Le vaudou et les anges de l’âme
Dans le vaudou haïtien, syncrétisme mélangeant vaudou africain et christianisme, deux anges entrent en scène: le «gwo bon ange» et le «ti bon ange», les deux composants de l’âme. «Le premier est responsable des fonctions biologiques de base, tandis que le second est lié à la personnalité, la raison, la volonté et la mémoire», explique l’ethnologue Magali Jenny. Le phénomène bien connu des zombies, en Haïti, où des personnes sont retrouvées dans un état de léthargie proche du somnambulisme, trouve alors une explication religieuse: «On dit que les sorciers s’emparent du ti bon ange, l’enferment dans une bouteille et peuvent ainsi disposer des corps des personnes privées de conscience, qui deviennent leurs esclaves.» Autre phénomène, celui des transes vaudouesques où, cette fois-ci, le ti bon ange s’en va également, mais pour laisser place à un loa, une des 401 divinités du panthéon vaudou. «Celui-ci correspond le plus souvent à un des saints catholiques connus que la religion vaudoue a calqués sur d’autres divinités d’origine africaine», renseigne encore Magali Jenny. «Mais la séance de transe peut également mal tourner quand un loa plus agressif et belliqueux s’invite à la fête et pousse le vodouisant possédé à adopter des comportements sociaux inacceptables.»
De vrais gentils
Il existe tout de même des figures fiables, et dont les pouvoirs ne s’exercent que pour le bien des hommes. Dans le bouddhisme chinois, certaines d’entre elles ont même fait vœu de secourir les hommes en cas de malheur ou de tourment: les bodhisattva. «Ces divinités indiennes se sont arrêtées à une marche de l’éveil et secourent les êtres vivants en prenant différents aspects», explique Vincent Durand-Dastès. «L’une d’entre elles, Guanyin, brise le sabre du bourreau lors d’exécutions, éteint des incendies ou sauve de la noyade.»
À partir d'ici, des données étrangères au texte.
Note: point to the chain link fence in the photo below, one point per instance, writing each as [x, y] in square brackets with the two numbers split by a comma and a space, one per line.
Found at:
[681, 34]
En Inde, le docteur ès Lettres et auteur de Les enfers indiens, Marc Tiefenauer, trouve lui aussi des figures clairement bonnes. «Selon son sens grec, ange signifie "message". Partant de là, il existe dans les religions indiennes un exact équivalent: les dūta».
Attention: démon méchant
Des démons venus d’Inde, Marc Tiefenauer en identifie dans toutes les religions du pays: «De très nombreuses créatures démoniaques sont à recenser dans l’hindouisme, le jaïnisme, le sikhisme ou le bouddhisme.» Parmi les plus connues, les asura, dans la mythologie hindouiste, peuvent parfois acquérir tellement de puissance que l’intervention d’une divinité majeure, telle que Vishnu ou Shiva, devient nécessaire.
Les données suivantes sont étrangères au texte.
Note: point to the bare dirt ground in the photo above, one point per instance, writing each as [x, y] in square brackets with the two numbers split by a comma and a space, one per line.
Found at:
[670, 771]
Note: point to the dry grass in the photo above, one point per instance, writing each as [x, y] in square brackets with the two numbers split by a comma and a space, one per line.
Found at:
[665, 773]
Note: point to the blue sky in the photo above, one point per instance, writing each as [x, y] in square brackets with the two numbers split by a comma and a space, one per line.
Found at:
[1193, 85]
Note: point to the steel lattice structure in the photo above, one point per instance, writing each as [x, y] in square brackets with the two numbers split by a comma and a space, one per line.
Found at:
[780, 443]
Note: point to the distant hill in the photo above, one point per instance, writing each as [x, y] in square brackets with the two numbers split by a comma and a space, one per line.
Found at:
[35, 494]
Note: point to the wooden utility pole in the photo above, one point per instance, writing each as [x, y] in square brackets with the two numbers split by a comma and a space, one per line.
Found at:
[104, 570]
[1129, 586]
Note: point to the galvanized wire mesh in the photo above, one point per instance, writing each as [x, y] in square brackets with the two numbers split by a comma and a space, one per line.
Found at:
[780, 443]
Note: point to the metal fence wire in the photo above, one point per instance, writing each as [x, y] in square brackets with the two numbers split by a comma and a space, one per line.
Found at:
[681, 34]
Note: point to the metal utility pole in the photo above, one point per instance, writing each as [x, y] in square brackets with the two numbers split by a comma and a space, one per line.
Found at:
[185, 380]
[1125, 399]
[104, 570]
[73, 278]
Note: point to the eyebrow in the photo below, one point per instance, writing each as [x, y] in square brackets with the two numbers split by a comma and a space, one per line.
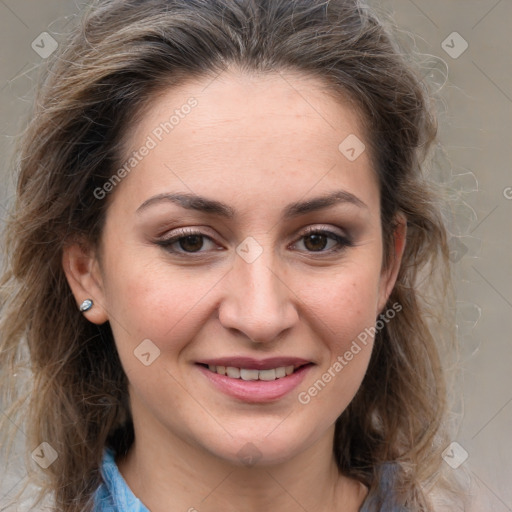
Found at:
[213, 207]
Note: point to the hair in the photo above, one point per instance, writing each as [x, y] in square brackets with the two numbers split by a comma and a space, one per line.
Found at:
[122, 55]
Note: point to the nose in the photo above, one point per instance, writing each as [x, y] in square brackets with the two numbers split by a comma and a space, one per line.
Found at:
[258, 301]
«Dans la religion chinoise, il n’existe pas d’agent du mal absolu comparable à Satan, mais toutes sortes de démons», précise encore Vincent Durand-Dastès. Toutefois, dans l’Empire du Milieu, le roi des enfers, le dieu et juge des morts Yama, lui aussi emprunté aux religions indiennes, dirige un grand nombre de démons qui travaillent pour lui. «De véritables tortionnaires. Ils forment ensemble toute une bureaucratie et tendent aux morts un miroir qui reflète tous les péchés commis dans leur vie.»